Тихий гром. Книга четвертая
То не гром гремит
в степи курганистой —
пушки грохают;
то не молнии
сверкают там —
шашки вострые;
то не дождь ручьями плещется —
кровь горячая.
1
Отшумели, отзвенели говорливыми ручьями в логах воды вешние, скатились в бурное половодье степных речек и ушли в просторные разливы могучих рек. С ними вольются они в горькую и соленую, как мужичья слеза, океанскую безбрежность.
Отшумели в Троицке пожары и грабежи винных складов. То, что не успели выпить и растащить по домам, — в речку вылили; растворенное и безвредное, катилось с вешними водами к великой матушке Оби. Никакой химик в обской воде уж не найдет признаков ни вина, ни водки, ни спирта, ни денатурата…
В те же первые дни мая 1917 года, когда винные склады прикончили, заодно и всех обитательниц домов терпимости разогнали, а хозяек выгнали из их заведений. Великое похмелье наступило.
Притихло все, примолкло. Каждый своим делом занялся.
Такими тихими становятся люди, когда присядут помолчать перед дальней и трудной дорогой. Тут вроде бы тоже присели.
Правда, молчать было некогда. Городом правила раньше Дума постоянная, теперь правит обновленная Дума — временная.
Троицкий Совет рабочих и солдатских депутатов ютился в помещении у городских пожарников и хлопотал у Думы лучшее помещение.
Еще в марте был избран Троицкий гражданский комитет, в котором оказались представители от купечества, от мусульман, от эсеров, кадетов, меньшевиков, от украинских националистов, от еврейской общины, от казаков, от рабочих и от солдат.

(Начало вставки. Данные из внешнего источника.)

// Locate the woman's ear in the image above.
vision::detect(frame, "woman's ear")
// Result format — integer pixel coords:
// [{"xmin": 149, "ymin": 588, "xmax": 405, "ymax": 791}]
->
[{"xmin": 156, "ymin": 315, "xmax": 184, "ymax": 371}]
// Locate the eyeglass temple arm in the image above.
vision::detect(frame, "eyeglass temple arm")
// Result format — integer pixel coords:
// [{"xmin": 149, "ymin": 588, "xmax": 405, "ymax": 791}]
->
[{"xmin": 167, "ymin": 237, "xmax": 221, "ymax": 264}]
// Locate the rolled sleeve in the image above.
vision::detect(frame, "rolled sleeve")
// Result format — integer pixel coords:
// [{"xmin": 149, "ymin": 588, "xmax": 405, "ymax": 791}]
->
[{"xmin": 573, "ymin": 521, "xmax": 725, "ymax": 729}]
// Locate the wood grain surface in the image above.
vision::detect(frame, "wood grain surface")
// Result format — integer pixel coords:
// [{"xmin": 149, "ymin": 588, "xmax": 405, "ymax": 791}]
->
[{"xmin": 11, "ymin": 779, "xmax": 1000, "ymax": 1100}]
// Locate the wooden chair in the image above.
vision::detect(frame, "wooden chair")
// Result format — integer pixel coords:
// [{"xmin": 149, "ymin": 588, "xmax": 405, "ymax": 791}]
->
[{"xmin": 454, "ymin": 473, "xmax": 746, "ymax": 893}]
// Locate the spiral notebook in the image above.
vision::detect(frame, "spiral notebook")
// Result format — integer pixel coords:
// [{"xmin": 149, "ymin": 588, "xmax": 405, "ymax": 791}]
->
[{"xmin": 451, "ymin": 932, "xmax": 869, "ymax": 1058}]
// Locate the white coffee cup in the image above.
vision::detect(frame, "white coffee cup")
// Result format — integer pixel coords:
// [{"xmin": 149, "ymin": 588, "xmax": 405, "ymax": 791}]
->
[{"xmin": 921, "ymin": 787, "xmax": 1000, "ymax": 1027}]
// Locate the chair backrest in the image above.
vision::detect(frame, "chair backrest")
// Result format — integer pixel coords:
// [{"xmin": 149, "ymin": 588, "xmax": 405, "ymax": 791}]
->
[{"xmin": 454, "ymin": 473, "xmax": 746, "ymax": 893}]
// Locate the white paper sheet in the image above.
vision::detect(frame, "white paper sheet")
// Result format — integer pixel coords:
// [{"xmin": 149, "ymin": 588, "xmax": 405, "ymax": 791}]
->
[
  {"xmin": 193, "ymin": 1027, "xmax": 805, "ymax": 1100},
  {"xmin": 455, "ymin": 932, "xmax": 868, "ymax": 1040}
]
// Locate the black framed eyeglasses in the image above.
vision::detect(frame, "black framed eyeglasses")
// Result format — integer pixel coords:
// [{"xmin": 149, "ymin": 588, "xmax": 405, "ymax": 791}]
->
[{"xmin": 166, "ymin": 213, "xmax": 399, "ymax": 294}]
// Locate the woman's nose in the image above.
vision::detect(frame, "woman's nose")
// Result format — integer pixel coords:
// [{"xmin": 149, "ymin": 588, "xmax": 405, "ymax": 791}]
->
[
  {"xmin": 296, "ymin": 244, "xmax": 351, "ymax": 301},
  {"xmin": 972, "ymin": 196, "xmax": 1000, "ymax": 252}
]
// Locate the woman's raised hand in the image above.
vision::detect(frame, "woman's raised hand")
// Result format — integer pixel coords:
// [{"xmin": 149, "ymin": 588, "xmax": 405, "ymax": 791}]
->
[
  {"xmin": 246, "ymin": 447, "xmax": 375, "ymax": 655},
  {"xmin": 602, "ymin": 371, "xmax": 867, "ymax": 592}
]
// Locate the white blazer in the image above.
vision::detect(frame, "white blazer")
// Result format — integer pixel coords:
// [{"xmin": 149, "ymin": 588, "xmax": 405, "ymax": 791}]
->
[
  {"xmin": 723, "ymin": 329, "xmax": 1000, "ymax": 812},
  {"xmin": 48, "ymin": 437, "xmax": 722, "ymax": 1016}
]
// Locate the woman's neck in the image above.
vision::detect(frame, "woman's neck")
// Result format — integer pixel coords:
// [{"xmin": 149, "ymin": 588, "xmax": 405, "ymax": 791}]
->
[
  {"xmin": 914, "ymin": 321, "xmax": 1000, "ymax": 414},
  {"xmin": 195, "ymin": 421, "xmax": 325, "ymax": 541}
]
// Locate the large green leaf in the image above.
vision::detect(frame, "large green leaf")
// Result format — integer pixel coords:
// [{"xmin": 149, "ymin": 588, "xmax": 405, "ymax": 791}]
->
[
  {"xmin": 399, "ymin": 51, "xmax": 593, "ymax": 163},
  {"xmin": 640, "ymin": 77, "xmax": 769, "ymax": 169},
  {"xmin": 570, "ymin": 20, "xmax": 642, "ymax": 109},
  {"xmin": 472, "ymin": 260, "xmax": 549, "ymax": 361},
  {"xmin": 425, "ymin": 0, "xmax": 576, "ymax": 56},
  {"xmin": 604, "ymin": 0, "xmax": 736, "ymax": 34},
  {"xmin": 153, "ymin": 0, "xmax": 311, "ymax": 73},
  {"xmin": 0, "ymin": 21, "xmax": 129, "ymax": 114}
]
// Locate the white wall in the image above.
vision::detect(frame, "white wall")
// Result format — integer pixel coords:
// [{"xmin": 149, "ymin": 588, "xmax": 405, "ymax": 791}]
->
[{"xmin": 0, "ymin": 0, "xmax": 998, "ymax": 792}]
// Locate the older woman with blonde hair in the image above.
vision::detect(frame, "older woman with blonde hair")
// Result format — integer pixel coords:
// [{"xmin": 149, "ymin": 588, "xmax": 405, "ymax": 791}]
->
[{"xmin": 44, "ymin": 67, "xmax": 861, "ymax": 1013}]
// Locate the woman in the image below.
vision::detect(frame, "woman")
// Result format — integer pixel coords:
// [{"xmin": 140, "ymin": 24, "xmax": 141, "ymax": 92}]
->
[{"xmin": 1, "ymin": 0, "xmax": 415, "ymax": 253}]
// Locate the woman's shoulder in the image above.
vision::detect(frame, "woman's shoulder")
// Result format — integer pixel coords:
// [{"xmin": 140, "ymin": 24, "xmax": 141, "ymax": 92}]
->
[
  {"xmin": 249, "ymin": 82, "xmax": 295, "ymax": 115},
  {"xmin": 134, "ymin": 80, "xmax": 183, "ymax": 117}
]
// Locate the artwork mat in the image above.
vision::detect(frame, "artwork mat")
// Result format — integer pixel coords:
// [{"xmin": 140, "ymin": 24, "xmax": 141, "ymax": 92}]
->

Голоса солдат и рабочих, среди которых были и большевистские, тонули в общем гаме активистов гражданского комитета.
О крестьянах пока мало поминали.
В Петрограде шли заседания Всероссийского казачьего кругового съезда. Туда съехалось более трехсот делегатов от всех двенадцати казачьих войск России. Был избран совет союза казачьих войск. Председателем его стал посланец донских казаков А. П. Савватеев, а товарищем председателя избрали войскового старшину Оренбургского войска Дутова.
Этот немолодой уже человек, не дослужившийся к пятидесяти трем годам и до полковничьего чина, в казачьем союзе брался за дело с большим размахом. Его имя скоро станет известным не только в пределах Оренбуржья. Дутовщина сделается верной опорой Колчака, реки крови разольются в степях, и всяк ужаснется жестокости, творимой казачьей армией.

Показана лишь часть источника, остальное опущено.